Jam dinding di ujung ruangan sudah menunjukkan pukul dua dini hari. Ya Tuhan, Alifia harus pulang untuk menyiapkan lamaran. Besok ia harus mencari kerja agar bisa bertahan hidup di tengah ibu kota yang kejam.
"Sus, saya merasa baik-baik saja. Saya harus pulang sekarang," katanya sembari berusaha bangkit dari ranjang dengan susah payah. Selain kepalanya yang berdenyut, sekujur tubuhnya juga terasa sakit.
"Tubuh Adik hanya lecet-lecet, tidak ada yang serius. Untuk luka di kening tadi sudah mendapat jahitan, tapi orang yang menabrak Adik tadi berpesan agar Adik di sini dulu sampai dia kembali.
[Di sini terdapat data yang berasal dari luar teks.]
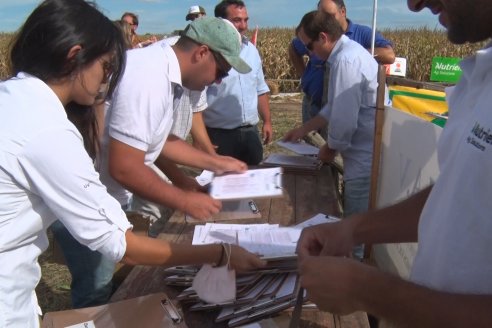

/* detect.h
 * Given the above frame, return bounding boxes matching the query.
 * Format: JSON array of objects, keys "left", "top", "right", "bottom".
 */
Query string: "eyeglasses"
[
  {"left": 99, "top": 58, "right": 114, "bottom": 83},
  {"left": 210, "top": 49, "right": 231, "bottom": 80}
]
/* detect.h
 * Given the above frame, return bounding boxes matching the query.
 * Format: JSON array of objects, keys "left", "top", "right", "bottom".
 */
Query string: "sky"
[{"left": 0, "top": 0, "right": 440, "bottom": 34}]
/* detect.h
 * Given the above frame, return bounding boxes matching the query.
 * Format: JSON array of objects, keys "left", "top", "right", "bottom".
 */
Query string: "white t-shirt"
[
  {"left": 411, "top": 45, "right": 492, "bottom": 295},
  {"left": 151, "top": 36, "right": 208, "bottom": 140},
  {"left": 100, "top": 44, "right": 181, "bottom": 205},
  {"left": 0, "top": 73, "right": 131, "bottom": 327}
]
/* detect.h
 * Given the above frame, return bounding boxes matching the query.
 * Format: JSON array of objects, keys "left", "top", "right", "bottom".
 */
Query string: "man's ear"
[{"left": 193, "top": 45, "right": 210, "bottom": 62}]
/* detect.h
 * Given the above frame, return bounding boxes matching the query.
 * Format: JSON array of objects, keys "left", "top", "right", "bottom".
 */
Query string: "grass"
[{"left": 0, "top": 28, "right": 483, "bottom": 312}]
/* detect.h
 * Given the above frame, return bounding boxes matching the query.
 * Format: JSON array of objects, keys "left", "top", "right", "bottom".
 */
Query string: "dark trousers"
[{"left": 207, "top": 125, "right": 263, "bottom": 165}]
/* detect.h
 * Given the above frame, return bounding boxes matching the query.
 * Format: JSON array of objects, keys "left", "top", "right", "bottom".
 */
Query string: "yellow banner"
[{"left": 389, "top": 85, "right": 448, "bottom": 126}]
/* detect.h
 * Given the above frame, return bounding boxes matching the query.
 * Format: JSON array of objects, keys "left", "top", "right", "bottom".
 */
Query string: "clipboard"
[
  {"left": 260, "top": 153, "right": 323, "bottom": 174},
  {"left": 185, "top": 199, "right": 261, "bottom": 223},
  {"left": 210, "top": 167, "right": 283, "bottom": 200},
  {"left": 41, "top": 293, "right": 186, "bottom": 328}
]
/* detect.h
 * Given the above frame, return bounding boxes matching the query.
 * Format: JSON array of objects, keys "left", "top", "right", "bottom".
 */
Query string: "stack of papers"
[
  {"left": 262, "top": 154, "right": 322, "bottom": 170},
  {"left": 192, "top": 214, "right": 338, "bottom": 258},
  {"left": 165, "top": 214, "right": 339, "bottom": 327},
  {"left": 277, "top": 140, "right": 319, "bottom": 156},
  {"left": 210, "top": 167, "right": 283, "bottom": 200}
]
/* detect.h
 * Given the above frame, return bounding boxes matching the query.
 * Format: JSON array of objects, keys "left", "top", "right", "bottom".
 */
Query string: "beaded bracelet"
[{"left": 214, "top": 243, "right": 225, "bottom": 267}]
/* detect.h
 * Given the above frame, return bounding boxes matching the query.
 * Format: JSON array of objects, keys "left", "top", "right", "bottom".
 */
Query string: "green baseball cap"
[{"left": 181, "top": 16, "right": 251, "bottom": 74}]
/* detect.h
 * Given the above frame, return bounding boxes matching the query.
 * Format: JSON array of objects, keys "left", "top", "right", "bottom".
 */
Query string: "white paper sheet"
[
  {"left": 277, "top": 140, "right": 319, "bottom": 156},
  {"left": 210, "top": 167, "right": 283, "bottom": 200}
]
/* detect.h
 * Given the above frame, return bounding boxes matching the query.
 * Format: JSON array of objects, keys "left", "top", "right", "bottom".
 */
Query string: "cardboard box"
[{"left": 42, "top": 293, "right": 186, "bottom": 328}]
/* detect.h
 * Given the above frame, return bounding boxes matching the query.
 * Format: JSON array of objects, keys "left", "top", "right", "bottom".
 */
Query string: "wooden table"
[{"left": 111, "top": 166, "right": 369, "bottom": 328}]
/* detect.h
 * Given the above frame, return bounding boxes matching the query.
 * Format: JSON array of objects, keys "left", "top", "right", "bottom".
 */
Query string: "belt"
[{"left": 208, "top": 124, "right": 254, "bottom": 131}]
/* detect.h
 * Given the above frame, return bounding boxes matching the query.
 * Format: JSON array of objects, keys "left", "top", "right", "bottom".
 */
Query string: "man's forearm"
[
  {"left": 162, "top": 135, "right": 220, "bottom": 171},
  {"left": 353, "top": 187, "right": 432, "bottom": 244},
  {"left": 258, "top": 93, "right": 272, "bottom": 124}
]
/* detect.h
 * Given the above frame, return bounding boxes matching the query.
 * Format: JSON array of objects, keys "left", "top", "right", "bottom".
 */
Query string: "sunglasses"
[
  {"left": 305, "top": 39, "right": 318, "bottom": 51},
  {"left": 210, "top": 49, "right": 231, "bottom": 80}
]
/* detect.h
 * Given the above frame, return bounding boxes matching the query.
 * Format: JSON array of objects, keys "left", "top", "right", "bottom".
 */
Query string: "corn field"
[{"left": 0, "top": 28, "right": 484, "bottom": 92}]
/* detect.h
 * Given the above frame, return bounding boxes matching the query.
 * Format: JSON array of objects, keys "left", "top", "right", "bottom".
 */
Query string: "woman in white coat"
[{"left": 0, "top": 0, "right": 263, "bottom": 327}]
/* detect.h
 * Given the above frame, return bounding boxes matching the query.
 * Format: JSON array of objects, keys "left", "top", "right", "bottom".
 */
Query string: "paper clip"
[
  {"left": 248, "top": 200, "right": 259, "bottom": 214},
  {"left": 161, "top": 298, "right": 183, "bottom": 325}
]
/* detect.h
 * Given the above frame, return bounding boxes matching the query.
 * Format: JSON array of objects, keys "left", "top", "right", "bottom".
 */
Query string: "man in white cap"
[{"left": 186, "top": 6, "right": 207, "bottom": 21}]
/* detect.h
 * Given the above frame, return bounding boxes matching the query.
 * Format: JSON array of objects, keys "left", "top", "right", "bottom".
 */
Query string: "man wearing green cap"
[
  {"left": 52, "top": 17, "right": 254, "bottom": 307},
  {"left": 101, "top": 17, "right": 254, "bottom": 219},
  {"left": 203, "top": 0, "right": 272, "bottom": 165}
]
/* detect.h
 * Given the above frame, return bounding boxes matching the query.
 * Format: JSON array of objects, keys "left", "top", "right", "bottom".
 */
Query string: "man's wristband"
[{"left": 214, "top": 243, "right": 225, "bottom": 267}]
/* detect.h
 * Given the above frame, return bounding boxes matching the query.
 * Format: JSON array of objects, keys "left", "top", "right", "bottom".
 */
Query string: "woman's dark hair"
[
  {"left": 120, "top": 12, "right": 138, "bottom": 26},
  {"left": 214, "top": 0, "right": 245, "bottom": 18},
  {"left": 10, "top": 0, "right": 126, "bottom": 159}
]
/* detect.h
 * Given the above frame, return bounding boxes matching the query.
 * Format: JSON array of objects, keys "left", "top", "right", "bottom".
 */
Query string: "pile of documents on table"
[
  {"left": 166, "top": 214, "right": 338, "bottom": 327},
  {"left": 261, "top": 141, "right": 322, "bottom": 172}
]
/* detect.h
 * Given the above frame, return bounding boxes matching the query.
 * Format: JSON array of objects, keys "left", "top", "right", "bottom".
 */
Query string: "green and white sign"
[{"left": 431, "top": 57, "right": 462, "bottom": 83}]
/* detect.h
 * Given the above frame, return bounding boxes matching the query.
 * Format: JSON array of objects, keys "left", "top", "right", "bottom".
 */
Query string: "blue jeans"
[
  {"left": 51, "top": 221, "right": 116, "bottom": 308},
  {"left": 207, "top": 125, "right": 263, "bottom": 165},
  {"left": 302, "top": 94, "right": 321, "bottom": 123},
  {"left": 343, "top": 177, "right": 371, "bottom": 260}
]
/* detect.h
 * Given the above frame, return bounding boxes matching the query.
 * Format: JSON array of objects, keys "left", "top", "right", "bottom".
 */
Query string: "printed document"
[{"left": 210, "top": 167, "right": 283, "bottom": 200}]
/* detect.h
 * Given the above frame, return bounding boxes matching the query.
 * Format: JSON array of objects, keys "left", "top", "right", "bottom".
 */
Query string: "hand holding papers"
[
  {"left": 166, "top": 214, "right": 338, "bottom": 327},
  {"left": 192, "top": 244, "right": 236, "bottom": 304},
  {"left": 210, "top": 167, "right": 283, "bottom": 200}
]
Tunggulah sebentar, dia sedang menyelesaikan administrasi." Alifia mendesah lega, rupanya pengemudi mobil yang menabraknya bertanggung jawab dengan membawanya kemari.
Saat itulah pintu ruangan terbuka menampakkan sosok laki-laki tegap dalam balutan jaket kulit hitam. Gurat lelahnya sama sekali tidak mengurangi ketampanannya, rahang perseginya tampak kokoh ditumbuhi jambang yang tampak kasar belum dicukur, hidung mancungnya terpahat sempurna. Kemudian, sepasang mata kelam yang bersorot dingin itu menatap tajam ke arah Alifia dengan tatapan yang menusuk dibingkai oleh sepasang alis tebal. Betapa sempurnanya Tuhan mencipatakan ketampanan laki-laki yang satu ini. Perawat yang berdiri di samping ranjang Alifia pun tampak membuka mulutnya takjub, lalu ia menutup mulutnya dengan cepat dan gelapan salah tingkah tatkala mendapat tatapan tajam dari laki-laki tersebut. Tanpa diminta, ia langsung menyiapkan kursi roda dan membantu Alifia untuk menaikinya. Alifia menolaknya dengan sopan.
"Saya masih bisa berdiri, Sus, tidak perlu memakai kursi roda," tolaknya, namun perawat tersebut bersikeras agar ia segera naik.
Dari tempatnya, laki-laki itu menyaksikannya dengan sedikit kesal, ia berdeham untuk menghentikan perdebatan tak bermanfaat dua wanita di depannya itu. "Kamu sudah membuang waktu saya. Jika tidak mau menggunakan kursi roda, lekaslah! Saya antar pulang. Setelah itu saya harus kembali ke rumah." Suara berat bernada kesal itu sukses membuat keduanya berhenti berdebat. Laki-laki tersebut membalikkan badan dan melangkah menuju pintu.
Dengan tertatih-tatih, Alifia berjalan menyusulnya setelah membungkuk sopan berpamitan pada perawat tadi. Membuang waktunya dia bilang. Kalau dipikir-pikir seharusnya laki-laki itu tidak berhak kesal, toh dia yang menabrak Alifia. Sudah menjadi tanggung jawabnya, kan? Siapa suruh ngebut di jalanan. Tapi Alifia hanya menyuarakan kekesalannya dalam hati.
Mengabaikan kepalanya yang berdenyut dan nyeri di sekujur tubuhnya, Alifia menyeret langkahnya berusaha menyejajari langkah lebar sosok tegap di depannya. Ia terpekik ketika dirasakannya tubuhnya nyaris tersungkur ke lantai kalau saja sepasang tangan kokoh tidak cepat menangkapnya. Laki-laki itu dengan sigap melingkarkan lengannya pada tubuh Alifia. Detik berikutnya Alifia bisa merasakan tubuhnya melayang dalam gendongan laki-laki dingin tersebut.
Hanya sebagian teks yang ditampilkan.